One of the most hopeful lines I’ve read recently comes from Nobel Prize winner Rabindranath Tagore:
“My world that flourishes carries my worlds that have failed.”
Failure is human. It’s a part of every life, without exception. Failure doesn’t disqualify us; if it did, everyone would be disqualified.
The question is how to carry our failure, setbacks, disappointments.
I know from bitter experience: failure is too heavy to carry by itself. It’s too heavy if we carry it only by the handle of resentment, or denial, or guilt, or anger, or feeling disqualified.
Trying to carry failure by these handles could crush us.
But there is another handle we can use to carry—and even benefit from—failure. It’s the handle of flourishing life.
Imagine that you’re down, depressed, or just bored. Suddenly you get a surprise visit from your best friend! Or a loved child or grandchild walks into your house!
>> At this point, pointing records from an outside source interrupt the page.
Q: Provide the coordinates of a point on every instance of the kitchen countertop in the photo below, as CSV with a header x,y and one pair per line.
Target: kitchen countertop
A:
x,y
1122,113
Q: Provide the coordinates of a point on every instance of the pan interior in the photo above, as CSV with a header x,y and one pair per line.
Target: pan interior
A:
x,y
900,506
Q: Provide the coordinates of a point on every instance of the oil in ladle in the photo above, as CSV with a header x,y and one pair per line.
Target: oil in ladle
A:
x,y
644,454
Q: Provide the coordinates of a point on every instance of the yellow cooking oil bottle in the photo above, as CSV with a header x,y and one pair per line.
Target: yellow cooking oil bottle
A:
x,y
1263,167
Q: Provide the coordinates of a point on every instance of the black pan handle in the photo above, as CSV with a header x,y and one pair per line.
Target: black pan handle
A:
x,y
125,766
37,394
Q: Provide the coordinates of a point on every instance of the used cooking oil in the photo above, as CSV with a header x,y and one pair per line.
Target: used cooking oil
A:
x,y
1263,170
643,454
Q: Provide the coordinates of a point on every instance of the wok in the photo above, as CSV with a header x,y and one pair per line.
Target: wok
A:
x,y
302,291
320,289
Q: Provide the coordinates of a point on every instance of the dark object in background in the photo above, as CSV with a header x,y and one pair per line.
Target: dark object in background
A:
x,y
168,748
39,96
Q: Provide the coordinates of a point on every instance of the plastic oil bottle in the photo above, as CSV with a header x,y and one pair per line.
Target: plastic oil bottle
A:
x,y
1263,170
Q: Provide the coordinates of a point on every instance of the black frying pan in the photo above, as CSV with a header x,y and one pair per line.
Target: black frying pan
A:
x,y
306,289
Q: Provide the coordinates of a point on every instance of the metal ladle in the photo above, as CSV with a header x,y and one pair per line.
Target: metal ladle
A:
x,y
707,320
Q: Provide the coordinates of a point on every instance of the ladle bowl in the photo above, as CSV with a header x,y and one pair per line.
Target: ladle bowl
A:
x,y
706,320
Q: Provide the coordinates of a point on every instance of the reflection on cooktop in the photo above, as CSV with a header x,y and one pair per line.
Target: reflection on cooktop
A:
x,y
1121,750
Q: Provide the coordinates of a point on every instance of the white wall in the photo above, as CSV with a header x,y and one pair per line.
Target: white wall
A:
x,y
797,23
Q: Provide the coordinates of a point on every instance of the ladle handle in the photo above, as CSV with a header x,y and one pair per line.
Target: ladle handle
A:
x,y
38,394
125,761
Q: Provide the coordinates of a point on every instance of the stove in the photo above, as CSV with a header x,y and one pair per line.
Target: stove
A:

The effect is electric. Everything is different. It’s like a resurrection.
We’ll never be successful either fixing all our failures or denying them. We’ll never outgrow failure.
Instead: the more the failure, the more we go for joy, for compassion and forgiveness, for thoughtfulness, for courage, for aliveness—for the things that make our world flourish…not in spite of failures, but with an assist from our failures.
This paradox is captured well in a quote from the book, Life That Loves To Happen…No Matter What Happens by Landon Saunders. He comments on the words from Tagore:
“The surprising paradox is that only by reaching down into our ‘worlds that failed’—down to where Soul meets Life—are we able to find our ‘world that flourishes’ and reach up to where joy meets the present.”